The end of socialist utopia, the information age–these designations point to but do not quite articulate the key transformation of our era, which is no longer “postmodern” in the original sense of the term. The human, from the perspective of the originary hypothesis, is defined by the exchange of signs rather than the exchange of things; the freedom and ease of the first can only indirectly and over time be transferred to the latter. The sea-change signaled by Brooks is that for the first time it is generally accepted that this transfer is possible and desirable; the Internet is the clearest emblem of this transformation. This does not mean that we are about to become immortal or that poverty is about to disappear, only that we generally acknowledge the acceleration of economic and intellectual exchange, rather than the construction of one or another zero-sum utopia, as our shared social goal, one whose implementation gives us real hope of improving human life.

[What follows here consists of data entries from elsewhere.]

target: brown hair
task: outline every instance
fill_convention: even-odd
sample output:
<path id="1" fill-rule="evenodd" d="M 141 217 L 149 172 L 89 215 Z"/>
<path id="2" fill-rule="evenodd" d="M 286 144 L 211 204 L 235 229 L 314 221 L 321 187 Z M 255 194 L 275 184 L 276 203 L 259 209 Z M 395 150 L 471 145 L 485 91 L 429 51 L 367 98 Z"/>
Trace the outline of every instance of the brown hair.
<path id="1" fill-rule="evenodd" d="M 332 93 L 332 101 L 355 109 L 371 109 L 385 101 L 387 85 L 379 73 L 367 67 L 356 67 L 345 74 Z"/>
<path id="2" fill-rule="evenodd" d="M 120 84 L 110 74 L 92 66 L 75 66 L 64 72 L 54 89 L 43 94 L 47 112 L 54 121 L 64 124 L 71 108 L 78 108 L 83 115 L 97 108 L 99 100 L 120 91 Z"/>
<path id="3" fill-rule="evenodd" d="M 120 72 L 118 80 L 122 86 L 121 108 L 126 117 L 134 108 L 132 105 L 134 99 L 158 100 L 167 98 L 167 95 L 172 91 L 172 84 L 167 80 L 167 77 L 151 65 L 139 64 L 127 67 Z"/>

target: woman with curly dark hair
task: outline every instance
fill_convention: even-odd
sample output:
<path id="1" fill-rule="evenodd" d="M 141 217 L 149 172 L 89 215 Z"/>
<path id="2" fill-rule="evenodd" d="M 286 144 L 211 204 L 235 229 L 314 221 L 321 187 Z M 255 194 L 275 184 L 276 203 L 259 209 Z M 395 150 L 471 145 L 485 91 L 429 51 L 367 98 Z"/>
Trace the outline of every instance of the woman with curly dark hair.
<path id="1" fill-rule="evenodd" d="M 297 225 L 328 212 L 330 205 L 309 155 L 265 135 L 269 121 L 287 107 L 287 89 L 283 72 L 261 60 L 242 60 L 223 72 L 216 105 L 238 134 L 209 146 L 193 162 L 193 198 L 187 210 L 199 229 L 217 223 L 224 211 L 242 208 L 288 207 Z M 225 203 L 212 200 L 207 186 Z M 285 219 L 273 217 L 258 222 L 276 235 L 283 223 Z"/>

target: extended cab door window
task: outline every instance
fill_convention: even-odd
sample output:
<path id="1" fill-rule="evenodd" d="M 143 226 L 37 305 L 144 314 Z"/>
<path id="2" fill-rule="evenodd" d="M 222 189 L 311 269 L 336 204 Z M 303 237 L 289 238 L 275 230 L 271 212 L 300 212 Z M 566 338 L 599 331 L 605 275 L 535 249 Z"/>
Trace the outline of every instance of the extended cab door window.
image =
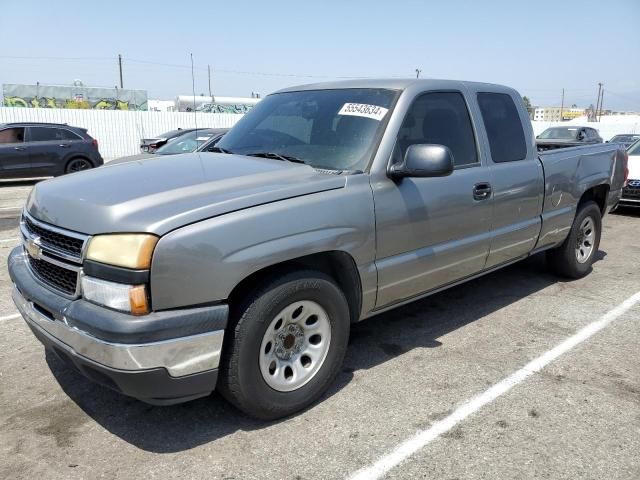
<path id="1" fill-rule="evenodd" d="M 415 100 L 398 133 L 394 162 L 404 158 L 409 146 L 423 143 L 449 147 L 456 167 L 478 163 L 471 118 L 461 93 L 426 93 Z"/>
<path id="2" fill-rule="evenodd" d="M 518 109 L 506 93 L 478 93 L 478 105 L 496 163 L 527 158 L 527 143 Z"/>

My second point is related, although obliquely, to the first. If culture is essentially a means of deferring violence by preventing the accumulation of resentment, then the truce between artiste and bourgeois means that the bohemian lifestyle is no longer a valid means of discharging this resentment. A generation ago, a mother going back to college, a homosexual coming out, would be sufficient material for family dramas; in bobo circles today, women take up professions as a matter of course and even the most extreme sexual proclivities elicit little reaction. (Brooks begins his article by describing how respectful of bourgeois values the sado-masochistic community has become.) But however tolerant we are of other people’s sex lives, the one thing that grows not more but less tolerable along with our sophistication is violence. However blasé you may be about a transvestite with green hair and a tongue pierce, you react to someone shooting at you.

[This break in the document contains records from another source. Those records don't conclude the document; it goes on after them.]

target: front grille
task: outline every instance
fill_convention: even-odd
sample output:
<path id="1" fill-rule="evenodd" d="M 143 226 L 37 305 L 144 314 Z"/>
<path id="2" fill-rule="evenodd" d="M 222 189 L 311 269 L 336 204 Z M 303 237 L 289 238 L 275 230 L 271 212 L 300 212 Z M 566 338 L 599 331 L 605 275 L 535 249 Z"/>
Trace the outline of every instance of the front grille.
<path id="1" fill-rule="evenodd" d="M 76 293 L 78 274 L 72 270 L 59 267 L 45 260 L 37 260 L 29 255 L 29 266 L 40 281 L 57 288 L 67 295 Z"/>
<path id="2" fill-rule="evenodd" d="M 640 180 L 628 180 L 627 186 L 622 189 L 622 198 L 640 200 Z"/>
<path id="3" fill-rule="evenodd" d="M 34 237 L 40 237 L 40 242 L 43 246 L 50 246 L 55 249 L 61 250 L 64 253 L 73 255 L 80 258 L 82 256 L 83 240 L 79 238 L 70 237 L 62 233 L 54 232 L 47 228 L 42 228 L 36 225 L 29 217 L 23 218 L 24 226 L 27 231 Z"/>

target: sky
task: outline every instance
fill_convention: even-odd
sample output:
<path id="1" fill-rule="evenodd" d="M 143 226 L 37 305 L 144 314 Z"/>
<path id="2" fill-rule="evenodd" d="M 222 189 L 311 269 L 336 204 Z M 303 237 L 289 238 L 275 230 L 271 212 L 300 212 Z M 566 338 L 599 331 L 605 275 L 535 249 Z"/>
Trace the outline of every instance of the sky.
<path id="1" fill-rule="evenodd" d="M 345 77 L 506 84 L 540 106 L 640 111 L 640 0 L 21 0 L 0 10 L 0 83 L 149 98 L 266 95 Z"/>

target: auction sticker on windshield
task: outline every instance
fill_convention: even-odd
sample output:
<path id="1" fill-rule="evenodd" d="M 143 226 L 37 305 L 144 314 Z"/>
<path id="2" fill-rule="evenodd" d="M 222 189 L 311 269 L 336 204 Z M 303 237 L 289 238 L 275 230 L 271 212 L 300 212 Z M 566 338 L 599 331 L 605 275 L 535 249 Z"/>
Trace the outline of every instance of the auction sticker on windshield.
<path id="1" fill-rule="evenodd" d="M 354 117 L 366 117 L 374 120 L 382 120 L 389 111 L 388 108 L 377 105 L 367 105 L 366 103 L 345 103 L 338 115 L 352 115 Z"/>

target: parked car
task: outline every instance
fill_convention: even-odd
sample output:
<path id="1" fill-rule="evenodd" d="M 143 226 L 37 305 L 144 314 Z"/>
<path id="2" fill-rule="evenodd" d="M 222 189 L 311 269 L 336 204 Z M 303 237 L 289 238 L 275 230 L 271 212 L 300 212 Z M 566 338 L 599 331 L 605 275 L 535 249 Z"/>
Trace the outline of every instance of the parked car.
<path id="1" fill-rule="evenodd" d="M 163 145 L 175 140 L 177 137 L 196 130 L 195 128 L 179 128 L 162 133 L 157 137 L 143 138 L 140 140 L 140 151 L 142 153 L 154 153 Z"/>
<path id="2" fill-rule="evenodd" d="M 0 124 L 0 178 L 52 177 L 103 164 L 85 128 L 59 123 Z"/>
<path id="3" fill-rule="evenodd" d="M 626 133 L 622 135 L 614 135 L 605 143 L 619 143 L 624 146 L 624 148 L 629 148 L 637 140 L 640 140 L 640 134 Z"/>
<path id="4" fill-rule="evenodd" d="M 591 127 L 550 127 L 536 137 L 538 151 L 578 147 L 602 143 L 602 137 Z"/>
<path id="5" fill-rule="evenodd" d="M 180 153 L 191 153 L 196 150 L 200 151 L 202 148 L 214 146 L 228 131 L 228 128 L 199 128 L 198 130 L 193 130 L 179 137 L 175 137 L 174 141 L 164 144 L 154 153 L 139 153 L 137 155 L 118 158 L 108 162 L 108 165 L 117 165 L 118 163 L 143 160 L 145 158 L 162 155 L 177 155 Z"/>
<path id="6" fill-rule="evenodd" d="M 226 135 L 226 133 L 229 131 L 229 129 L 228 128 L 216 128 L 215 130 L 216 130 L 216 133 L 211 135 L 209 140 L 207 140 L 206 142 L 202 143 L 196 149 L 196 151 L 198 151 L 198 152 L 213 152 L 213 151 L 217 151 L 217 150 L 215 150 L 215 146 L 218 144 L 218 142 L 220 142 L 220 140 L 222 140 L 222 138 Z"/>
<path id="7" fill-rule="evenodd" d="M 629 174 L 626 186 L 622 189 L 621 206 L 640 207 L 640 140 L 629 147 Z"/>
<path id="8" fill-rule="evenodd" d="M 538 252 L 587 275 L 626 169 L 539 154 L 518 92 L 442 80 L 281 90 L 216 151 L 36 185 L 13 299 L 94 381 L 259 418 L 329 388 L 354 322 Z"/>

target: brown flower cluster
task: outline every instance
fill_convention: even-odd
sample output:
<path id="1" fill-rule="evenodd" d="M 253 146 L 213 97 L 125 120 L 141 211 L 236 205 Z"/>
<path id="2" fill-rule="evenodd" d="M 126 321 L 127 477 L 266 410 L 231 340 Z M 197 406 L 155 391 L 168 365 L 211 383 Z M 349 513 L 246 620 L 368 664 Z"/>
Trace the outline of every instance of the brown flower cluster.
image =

Violence clears a path to the outside of even the most inclusive system of human relations. Now that the network model has replaced the center-periphery model, the more traditional resentments have moved from without to within the system; the outsider-victim stance that was effective a decade ago is perceived as outdated. But the outside-inside model remains a recourse. For resentments that are too unproductive to function within the network, expulsion is the only alternative to indifference, and the surest way to prompt expulsion from the social network is through violence. Nothing closes down a marketplace faster than a few gunshots.

To claim that the news media magnify the intrinsic significance of incidents like last year’s Columbine massacre is to forget that the media are very soul of the information age in which the bobos flourish. A steady stream of “hate crimes” attests to the continued health of expulsion/publicity-provoking extremism. Within the fabric of American society itself, such incidents are unlikely to create more than local unpleasantness; but there is a world out there that resonates with resentment against the Western social order. The twenty-first century may well be dominated by the contest between the ever-more-inclusive global market network and those who obstinately and violently affirm their outsider status. In such an eventuality, we are fortunate to have the sons and daughters of the American bourgeoisie on our side.